21/02/2024

Caso Amom: Revista Veja reaviva dossiê desmentido por laudo

         

FOTO: ROBERVALDO ROCHA / CMM

Amom Mandel, deputado federal do Amazonas pelo partido Cidadania, volta a dar indícios de descontentamento em relação à repercussão de uma abordagem policial qualificada como abuso de poder e humilhação pelo comando da Polícia Militar do Amazonas. O parlamentar alega que a operação realizada em toda a zona leste da capital, tinha a exclusiva intenção de coagi-lo, devido à denúncia que apresentou à Polícia Federal contra pessoas influentes do estado.

Na presente semana, Amom teria procurado à redação de uma revista de circulação nacional para entregar o referido dossiê. A expectativa era de que se tratasse de informações inéditas e altamente reveladoras, capazes de encerrar tal controvérsia.

No entanto, constata-se que esse documento já foi apresentado pelo menos em outras duas ocasiões, sempre em proximidade com o período eleitoral. O mencionado dossiê sugere uma suposta ligação do governador Wilson Lima e do prefeito David Almeida com o crime organizado. Contudo, até o momento, foram identificadas 34 incoerências nesse documento. Até mesmo a suposta gravação da fala do prefeito David Almeida, capturada em uma ligação com traficantes, foi considerada falsa, conforme atestou laudo técnico elaborado por uma empresa legalmente credenciada. Veja documento anexo a baixo.

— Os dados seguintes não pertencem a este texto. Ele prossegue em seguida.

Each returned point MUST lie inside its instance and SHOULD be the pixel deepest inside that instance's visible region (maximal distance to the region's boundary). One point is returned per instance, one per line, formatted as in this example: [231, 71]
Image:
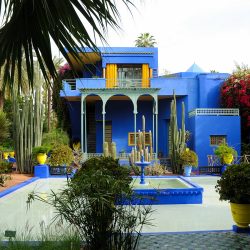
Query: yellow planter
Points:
[5, 155]
[228, 158]
[41, 158]
[241, 214]
[12, 154]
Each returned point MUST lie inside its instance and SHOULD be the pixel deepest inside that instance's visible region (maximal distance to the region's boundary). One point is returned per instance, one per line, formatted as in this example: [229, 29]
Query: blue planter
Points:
[187, 170]
[223, 168]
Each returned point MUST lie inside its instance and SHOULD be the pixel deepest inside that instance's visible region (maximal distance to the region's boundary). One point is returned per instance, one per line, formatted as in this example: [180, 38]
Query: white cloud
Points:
[213, 33]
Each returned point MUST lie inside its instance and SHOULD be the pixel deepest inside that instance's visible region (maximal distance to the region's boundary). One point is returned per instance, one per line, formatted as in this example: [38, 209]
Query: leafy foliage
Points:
[55, 136]
[61, 21]
[89, 203]
[61, 155]
[224, 149]
[234, 184]
[40, 150]
[188, 158]
[235, 93]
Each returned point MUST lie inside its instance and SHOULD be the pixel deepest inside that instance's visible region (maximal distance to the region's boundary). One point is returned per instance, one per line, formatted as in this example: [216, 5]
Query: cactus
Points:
[105, 149]
[141, 148]
[113, 150]
[177, 137]
[28, 127]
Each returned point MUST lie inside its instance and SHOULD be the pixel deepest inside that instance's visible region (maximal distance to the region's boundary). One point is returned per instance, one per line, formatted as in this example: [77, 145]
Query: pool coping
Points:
[18, 186]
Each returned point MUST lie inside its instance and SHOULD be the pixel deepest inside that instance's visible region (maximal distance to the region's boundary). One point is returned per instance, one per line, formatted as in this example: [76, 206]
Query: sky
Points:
[214, 33]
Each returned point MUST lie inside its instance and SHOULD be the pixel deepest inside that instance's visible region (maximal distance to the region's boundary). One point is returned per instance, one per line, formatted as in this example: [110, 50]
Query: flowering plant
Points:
[65, 71]
[235, 93]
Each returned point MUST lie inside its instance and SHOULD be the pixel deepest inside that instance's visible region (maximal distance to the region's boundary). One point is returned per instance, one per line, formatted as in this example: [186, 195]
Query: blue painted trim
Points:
[188, 232]
[18, 186]
[153, 196]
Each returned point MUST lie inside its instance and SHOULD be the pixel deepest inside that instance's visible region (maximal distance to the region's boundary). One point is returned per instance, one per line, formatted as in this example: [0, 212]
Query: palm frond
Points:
[29, 25]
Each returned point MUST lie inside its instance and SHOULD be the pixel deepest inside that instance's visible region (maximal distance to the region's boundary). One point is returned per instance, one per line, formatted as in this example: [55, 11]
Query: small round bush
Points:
[234, 185]
[61, 155]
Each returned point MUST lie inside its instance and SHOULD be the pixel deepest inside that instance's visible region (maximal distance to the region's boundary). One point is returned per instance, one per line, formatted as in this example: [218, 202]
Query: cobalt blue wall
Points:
[75, 118]
[204, 126]
[209, 89]
[120, 113]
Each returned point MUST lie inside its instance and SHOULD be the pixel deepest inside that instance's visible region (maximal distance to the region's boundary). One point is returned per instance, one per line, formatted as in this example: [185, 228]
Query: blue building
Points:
[117, 86]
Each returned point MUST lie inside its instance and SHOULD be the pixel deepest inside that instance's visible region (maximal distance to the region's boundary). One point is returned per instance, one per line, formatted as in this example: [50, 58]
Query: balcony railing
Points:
[214, 160]
[74, 84]
[128, 83]
[123, 156]
[214, 112]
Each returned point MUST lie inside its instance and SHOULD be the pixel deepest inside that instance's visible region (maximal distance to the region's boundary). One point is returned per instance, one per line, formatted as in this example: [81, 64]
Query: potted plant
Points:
[234, 187]
[61, 157]
[188, 159]
[225, 153]
[40, 153]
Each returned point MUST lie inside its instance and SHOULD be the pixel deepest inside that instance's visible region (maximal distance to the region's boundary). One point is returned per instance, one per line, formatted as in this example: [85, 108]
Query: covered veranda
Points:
[105, 95]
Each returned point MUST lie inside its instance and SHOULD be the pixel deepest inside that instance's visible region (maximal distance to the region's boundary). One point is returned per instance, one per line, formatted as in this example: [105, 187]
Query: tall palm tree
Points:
[29, 24]
[145, 40]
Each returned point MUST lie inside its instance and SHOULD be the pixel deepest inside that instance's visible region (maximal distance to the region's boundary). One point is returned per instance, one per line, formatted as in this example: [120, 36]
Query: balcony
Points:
[72, 86]
[214, 112]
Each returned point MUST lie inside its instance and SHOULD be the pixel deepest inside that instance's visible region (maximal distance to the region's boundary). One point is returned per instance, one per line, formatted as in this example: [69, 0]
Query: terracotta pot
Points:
[241, 214]
[41, 158]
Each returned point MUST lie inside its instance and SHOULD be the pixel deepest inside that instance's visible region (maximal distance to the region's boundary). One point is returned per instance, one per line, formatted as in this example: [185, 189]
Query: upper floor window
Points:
[216, 140]
[126, 71]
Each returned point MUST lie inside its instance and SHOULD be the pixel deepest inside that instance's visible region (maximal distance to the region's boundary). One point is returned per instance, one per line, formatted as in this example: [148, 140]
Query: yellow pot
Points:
[241, 214]
[12, 154]
[41, 158]
[228, 158]
[5, 155]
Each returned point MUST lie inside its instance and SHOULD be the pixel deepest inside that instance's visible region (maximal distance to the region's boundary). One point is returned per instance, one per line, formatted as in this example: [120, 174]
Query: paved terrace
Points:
[175, 226]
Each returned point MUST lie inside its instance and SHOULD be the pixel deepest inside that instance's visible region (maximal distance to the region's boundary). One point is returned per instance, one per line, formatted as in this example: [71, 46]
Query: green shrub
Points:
[55, 137]
[224, 149]
[188, 158]
[5, 167]
[234, 184]
[61, 155]
[90, 204]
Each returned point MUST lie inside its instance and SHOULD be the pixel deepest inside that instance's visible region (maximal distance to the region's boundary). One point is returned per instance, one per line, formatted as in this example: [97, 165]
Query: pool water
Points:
[162, 183]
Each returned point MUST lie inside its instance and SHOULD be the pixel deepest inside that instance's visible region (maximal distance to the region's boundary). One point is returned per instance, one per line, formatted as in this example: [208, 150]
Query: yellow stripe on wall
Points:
[145, 76]
[111, 75]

00 LAUDO FINAL – MANAUS_assinado

Ademais, o dossiê, desprovido de assinatura, não é reconhecido pela própria Secretaria de Segurança Pública do Amazonas, e, no suposto período de sua produção, a secretaria de inteligência era comandada por profissionais que foram alvo de operações da própria Polícia Federal por desvio de ouro entre outros crimes. Veja reportagem nacional sobre a prisão de policiais da Seai. Veja

Tudo indica que essa contenda de egos está longe de chegar a um desfecho. A exigência inicial do deputado, era que o secretário de segurança, coronel Vinicius Almeida, gravasse um vídeo afirmando que a equipe errou na abordagem. Vinicius já disse que não fará o vídeo. Dessa forma, é bem provável que novos episódios desse desentendimento ganham força nos próximos dias.

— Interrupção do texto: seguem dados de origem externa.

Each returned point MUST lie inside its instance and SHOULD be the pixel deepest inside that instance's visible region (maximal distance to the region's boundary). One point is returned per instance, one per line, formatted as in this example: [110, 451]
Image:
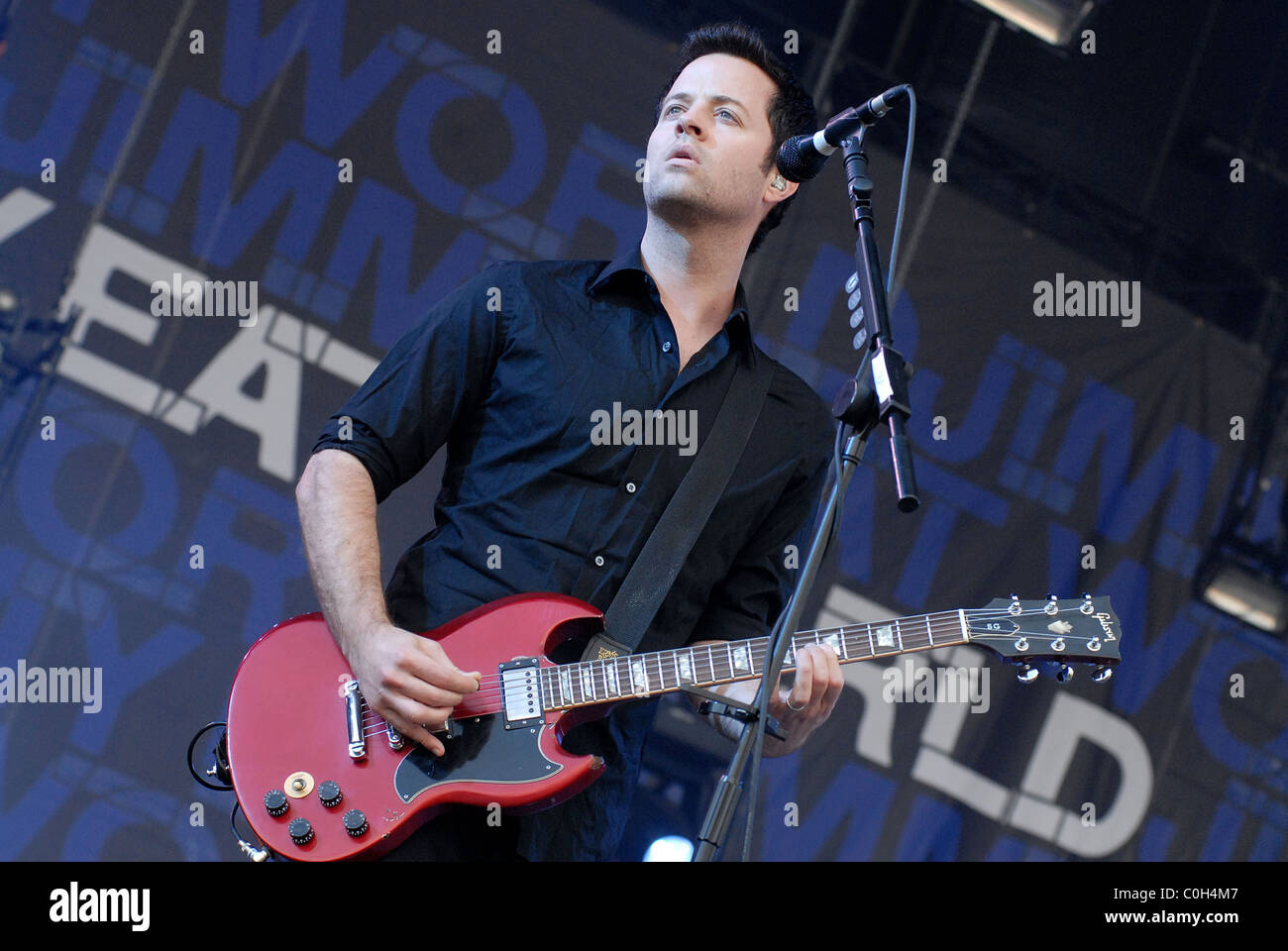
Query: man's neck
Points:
[696, 273]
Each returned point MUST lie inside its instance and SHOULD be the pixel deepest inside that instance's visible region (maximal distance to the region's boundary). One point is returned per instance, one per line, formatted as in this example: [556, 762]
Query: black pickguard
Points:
[482, 752]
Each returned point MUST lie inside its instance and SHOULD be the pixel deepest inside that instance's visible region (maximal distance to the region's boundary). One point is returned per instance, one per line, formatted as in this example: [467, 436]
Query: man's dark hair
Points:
[791, 110]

A seguir, nota de esclarecimento da prefeitura sobre o Dossiê:

NOTA DE ESCLARECIMENTO

O prefeito de Manaus, David Almeida, repudia veementemente as falsas, levianas e criminosas acusações, sem qualquer prova, de que a campanha dele à Prefeitura em 2020 teve alguma relação com integrantes do crime organizado.

Esse é um assunto que mais uma vez é requentado, sem qualquer veracidade, e que surgiu a partir de um dossiê, supostamente produzido pela Secretaria de Inteligência (Seai), da Secretaria de Segurança do Governo do Amazonas, mas não reconhecido pelo próprio Executivo estadual, e sequer assinado.

Esse mesmo dossiê “apócrifo” foi levado ao Ministério Público e a instituição não instalou inquérito para investigar o caso pela total falta de indícios e provas.

O caso já foi inclusive desmentido pelo próprio prefeito David Almeida, em coletiva de imprensa ainda em outubro de 2022, ocasião em que foram apontadas pelo menos 34 inconsistências no relatório atribuído à Seai.

Sobre os áudios, que seriam de uma suposta interceptação telefônica, citam os nomes do prefeito e do vice-prefeito Marcos Rotta, e não se sabe por quem. E a voz, atribuída ao prefeito, sequer tem o mesmo timbre ou entonação, o que se comprovou como uma grosseira afirmação no suposto relatório da Seai.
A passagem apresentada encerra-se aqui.